Regular expression to match string not containing a word?
15
I know it is possible to match for the word and using tools options reverse the match. (eg. by grep -v) However I want to know if it is possible using regular expressions to match lines which does not contain a specific word, say hede? 

Input:

# grep "Regex for do not contain hede" Input

Output: 
improve this question | comment
Gino Medhurst Created at: 2013-11-13 17:07:08 UTC By Gino Medhurst
Probably a couple years late, but what's wrong with: ([^h]*(h([^e]|$)|he([^d]|$)|hed([^e]|$)))*? The idea is simple. Keep matching until you see the start of the unwanted string, then only match in the N-1 cases where the string is unfinished (where N is the length of the string). These N-1 cases are "h followed by non-e", "he followed by non-d", and "hed followed by non-e". If you managed to pass these N-1 cases, you successfully didn't match the unwanted string so you can start looking for [^h]* again - Haskell Maggio
@stevendesu: try this for 'a-very-very-long-word' or even better half a sentence. Have fun typing. BTW, it is nearly unreadable.

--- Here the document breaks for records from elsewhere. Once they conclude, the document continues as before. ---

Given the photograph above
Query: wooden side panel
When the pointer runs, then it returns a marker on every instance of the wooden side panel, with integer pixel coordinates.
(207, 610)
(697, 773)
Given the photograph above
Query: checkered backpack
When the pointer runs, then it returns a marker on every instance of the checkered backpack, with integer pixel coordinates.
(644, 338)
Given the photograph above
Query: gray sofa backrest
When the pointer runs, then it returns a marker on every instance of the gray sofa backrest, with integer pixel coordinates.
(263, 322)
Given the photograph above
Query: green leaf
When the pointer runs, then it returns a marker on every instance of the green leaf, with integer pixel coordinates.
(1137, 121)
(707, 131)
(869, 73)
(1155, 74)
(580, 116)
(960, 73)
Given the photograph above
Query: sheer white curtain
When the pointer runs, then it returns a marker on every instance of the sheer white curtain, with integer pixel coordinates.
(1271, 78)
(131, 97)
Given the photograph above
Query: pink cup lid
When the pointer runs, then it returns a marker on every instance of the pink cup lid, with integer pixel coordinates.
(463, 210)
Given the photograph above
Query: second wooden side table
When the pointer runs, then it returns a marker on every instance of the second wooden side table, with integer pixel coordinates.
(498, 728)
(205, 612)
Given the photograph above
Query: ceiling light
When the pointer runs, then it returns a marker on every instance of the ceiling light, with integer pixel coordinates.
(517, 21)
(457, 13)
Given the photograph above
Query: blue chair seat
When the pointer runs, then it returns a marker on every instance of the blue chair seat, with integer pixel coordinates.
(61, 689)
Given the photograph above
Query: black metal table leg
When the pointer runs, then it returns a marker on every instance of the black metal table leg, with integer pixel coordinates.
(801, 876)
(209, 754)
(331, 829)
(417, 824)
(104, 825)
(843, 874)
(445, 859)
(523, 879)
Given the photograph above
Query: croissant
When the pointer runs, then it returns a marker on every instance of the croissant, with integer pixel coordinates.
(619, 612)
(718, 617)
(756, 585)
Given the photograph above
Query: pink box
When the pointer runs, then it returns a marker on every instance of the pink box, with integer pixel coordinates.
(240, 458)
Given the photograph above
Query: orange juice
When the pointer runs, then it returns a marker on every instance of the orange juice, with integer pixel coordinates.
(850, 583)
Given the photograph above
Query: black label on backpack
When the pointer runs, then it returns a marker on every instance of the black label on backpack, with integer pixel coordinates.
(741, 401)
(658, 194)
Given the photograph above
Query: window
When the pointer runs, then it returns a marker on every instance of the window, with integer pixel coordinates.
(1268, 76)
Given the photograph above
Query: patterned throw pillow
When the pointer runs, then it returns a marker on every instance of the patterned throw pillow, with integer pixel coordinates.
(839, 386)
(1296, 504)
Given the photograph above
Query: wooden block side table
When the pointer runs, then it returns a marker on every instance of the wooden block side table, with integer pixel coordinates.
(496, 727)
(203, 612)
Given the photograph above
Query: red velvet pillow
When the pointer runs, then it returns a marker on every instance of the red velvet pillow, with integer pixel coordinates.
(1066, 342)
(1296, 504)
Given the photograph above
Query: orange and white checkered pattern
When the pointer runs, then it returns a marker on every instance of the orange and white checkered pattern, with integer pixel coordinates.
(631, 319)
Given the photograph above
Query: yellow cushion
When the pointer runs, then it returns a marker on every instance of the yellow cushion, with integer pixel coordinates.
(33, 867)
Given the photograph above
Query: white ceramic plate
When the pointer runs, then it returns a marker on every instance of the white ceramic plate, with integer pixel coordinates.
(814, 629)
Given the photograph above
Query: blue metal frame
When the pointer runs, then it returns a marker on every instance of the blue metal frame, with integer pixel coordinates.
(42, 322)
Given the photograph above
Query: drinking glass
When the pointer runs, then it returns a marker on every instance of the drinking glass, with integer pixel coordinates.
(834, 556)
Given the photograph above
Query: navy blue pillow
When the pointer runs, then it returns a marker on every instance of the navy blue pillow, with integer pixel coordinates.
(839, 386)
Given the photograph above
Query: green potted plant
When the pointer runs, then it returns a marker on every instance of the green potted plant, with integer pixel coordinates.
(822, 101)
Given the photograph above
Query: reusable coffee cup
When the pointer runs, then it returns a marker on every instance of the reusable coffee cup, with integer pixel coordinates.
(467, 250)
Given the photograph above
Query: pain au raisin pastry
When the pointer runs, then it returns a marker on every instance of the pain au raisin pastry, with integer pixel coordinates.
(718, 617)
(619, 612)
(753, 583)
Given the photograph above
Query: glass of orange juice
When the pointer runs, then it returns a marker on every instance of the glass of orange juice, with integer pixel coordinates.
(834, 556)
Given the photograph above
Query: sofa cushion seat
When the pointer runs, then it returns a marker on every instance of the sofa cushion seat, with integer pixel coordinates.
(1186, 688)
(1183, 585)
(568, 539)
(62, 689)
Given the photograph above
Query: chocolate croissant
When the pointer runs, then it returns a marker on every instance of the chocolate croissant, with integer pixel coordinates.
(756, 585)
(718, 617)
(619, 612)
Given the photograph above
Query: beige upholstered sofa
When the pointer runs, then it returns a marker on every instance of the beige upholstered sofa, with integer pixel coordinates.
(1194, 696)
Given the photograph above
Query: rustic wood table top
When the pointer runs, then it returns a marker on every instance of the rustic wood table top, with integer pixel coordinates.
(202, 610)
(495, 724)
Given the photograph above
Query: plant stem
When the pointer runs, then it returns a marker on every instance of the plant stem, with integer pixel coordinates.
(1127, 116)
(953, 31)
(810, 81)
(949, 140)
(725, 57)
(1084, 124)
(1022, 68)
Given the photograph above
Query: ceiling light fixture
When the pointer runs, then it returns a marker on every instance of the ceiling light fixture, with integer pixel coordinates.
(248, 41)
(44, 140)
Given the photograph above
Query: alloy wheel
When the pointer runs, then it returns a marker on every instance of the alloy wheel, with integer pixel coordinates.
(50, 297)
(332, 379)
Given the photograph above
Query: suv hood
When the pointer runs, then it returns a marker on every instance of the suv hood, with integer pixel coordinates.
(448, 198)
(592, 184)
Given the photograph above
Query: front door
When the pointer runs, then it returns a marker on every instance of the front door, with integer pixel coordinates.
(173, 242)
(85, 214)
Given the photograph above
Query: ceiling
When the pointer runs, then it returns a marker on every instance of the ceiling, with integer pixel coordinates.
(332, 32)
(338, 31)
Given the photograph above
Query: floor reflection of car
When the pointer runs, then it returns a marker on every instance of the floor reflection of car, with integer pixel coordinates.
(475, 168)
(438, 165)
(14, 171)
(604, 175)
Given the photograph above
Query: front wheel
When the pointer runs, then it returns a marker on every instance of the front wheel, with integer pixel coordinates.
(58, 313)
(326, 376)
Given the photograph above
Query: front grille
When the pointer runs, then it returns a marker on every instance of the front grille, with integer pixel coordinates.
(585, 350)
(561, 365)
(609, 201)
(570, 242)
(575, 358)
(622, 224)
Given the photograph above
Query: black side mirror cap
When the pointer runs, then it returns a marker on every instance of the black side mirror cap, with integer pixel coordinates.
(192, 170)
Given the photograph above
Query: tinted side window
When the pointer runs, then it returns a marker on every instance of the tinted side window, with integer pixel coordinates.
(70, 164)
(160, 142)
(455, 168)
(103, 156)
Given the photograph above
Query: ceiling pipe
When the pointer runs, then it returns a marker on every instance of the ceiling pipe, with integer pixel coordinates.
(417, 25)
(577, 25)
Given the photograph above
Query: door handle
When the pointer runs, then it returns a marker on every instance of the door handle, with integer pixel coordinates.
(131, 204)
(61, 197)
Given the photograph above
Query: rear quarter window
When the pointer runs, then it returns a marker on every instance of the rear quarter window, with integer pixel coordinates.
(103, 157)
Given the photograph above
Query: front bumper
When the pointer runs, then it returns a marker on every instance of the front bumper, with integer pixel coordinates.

Don't know about the performance impact. - Ena Bins DVM
@PeterSchuetze: Sure it's not pretty for very very long words, but it is a viable and correct solution. Although I haven't run tests on the performance, I wouldn't imagine it being too slow since most of the latter rules are ignored until you see an h (or the first letter of the word, sentence, etc.). And you could easily generate the regex string for long strings using iterative concatenation. If it works and can be generated quickly, is legibility important? That's what comments are for. - Carleton Padberg
@stevendesu: i'm even later, but that answer is almost completely wrong. for one thing, it requires the subject to contain "h" which it shouldn't have to, given the task is "match lines which [do] not contain a specific word". let us assume you meant to make the inner group optional, and that the pattern is anchored:

^([^h]*(h([^e]|$)|he([^d]|$)|hed([^e]|$))?)*$

this fails when instances of "hede" are preceded by partial instances of "hede" such as in "hhede". - Ezra Ziemann
An earlier question/answer for the same problem is available here:
[link]stackoverflow.com/questions/116819/…
The answers are similar, but might be interesting. - Taylor Swaniawski
11 Answers
0
this is working if you wish to have the list of non-'hede' words as a result

h='Hoho \
Hihi \
Haha \
hede'

print [x for x in h.split() if x != 'hede']


and you can also build back the list separated with new lines!

print '\n'.join([x for x in h.split() if x != 'hede'])

0
If you're just using it for grep, you can use grep -v hede to get all lines which do not contain hede.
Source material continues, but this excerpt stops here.